I set such a redirect rule, because, for my situation, for most packages, it makes 100% sense. And, I thought, “if there’s ever a case where someone’s shipping something special to me via FedEx, I’ll be able to know that long in advance, and turn off the redirect rule.” But I didn’t know about this shipment, because the meal-kit service never mentioned they were using FedEx as a logistics provider until it was too late.
Some computer within FedEx automatically applied the redirect rule, without any human supervising. Once applied, there was no way to revert the decision—the package was now classified as a delayed ground shipment, to be delivered on Monday. (Apparently, this is because the rule gets applied at point of send, as part of calculating the shipping price of the sender; and so undoing the redirect would retroactively require the sender to pay more for shipping.)
A supervising human in the redirect-rule pipeline would easily have intuited “this is a meal-kit, requiring immediate delivery. It is being delivered on a weekend. The redirect location is closed on weekends. Despite the redirect rule, the recipient very likely wants this to go to their house rather than to some random pick-up point that we can’t deliver to.”
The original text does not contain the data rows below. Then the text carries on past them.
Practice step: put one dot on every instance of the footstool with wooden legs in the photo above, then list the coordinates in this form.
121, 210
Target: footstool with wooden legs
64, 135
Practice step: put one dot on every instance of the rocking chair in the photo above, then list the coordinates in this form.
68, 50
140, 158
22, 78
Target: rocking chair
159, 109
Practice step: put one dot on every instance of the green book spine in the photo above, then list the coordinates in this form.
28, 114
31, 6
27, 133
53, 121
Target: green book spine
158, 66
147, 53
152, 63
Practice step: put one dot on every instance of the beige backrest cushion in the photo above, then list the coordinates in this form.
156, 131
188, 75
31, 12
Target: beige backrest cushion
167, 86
You get me? You can’t teach a computer to see the “gestalt” of a situation like that. If you tried to come up with a sub-rule to handle just this situation, it’d likely cause more false negatives than true negatives, and so people wouldn’t get their redirect rules applied when they wanted them to be. But a human can look at this, and know exactly what implicit goal the pipeline of sender-to-recipient was trying to accomplish by sending this package; and so immediately know what they should actually do to accomplish the goal, rules be damned.
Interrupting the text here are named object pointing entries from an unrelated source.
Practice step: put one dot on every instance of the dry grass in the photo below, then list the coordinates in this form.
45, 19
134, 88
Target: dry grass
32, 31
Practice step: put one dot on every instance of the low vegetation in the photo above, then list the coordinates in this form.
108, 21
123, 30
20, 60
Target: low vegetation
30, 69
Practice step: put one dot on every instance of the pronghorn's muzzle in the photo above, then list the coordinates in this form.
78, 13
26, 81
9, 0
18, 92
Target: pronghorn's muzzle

And if they don’t—if they’re not confident—as a human, their instinct will be to phone me and ask what my intent is! A computer’s “instinct”, meanwhile, when generating a low-confidence classification output, is to just still generate that output, unless the designer of the system has specifically foreseen that cases like this could come up in this part of the pipeline, and so has specifically designed the system to have an “unknown” output to its classification enum, such that the programmer responsible for setting up the classifier has something to emit there that’ll actually get taken up.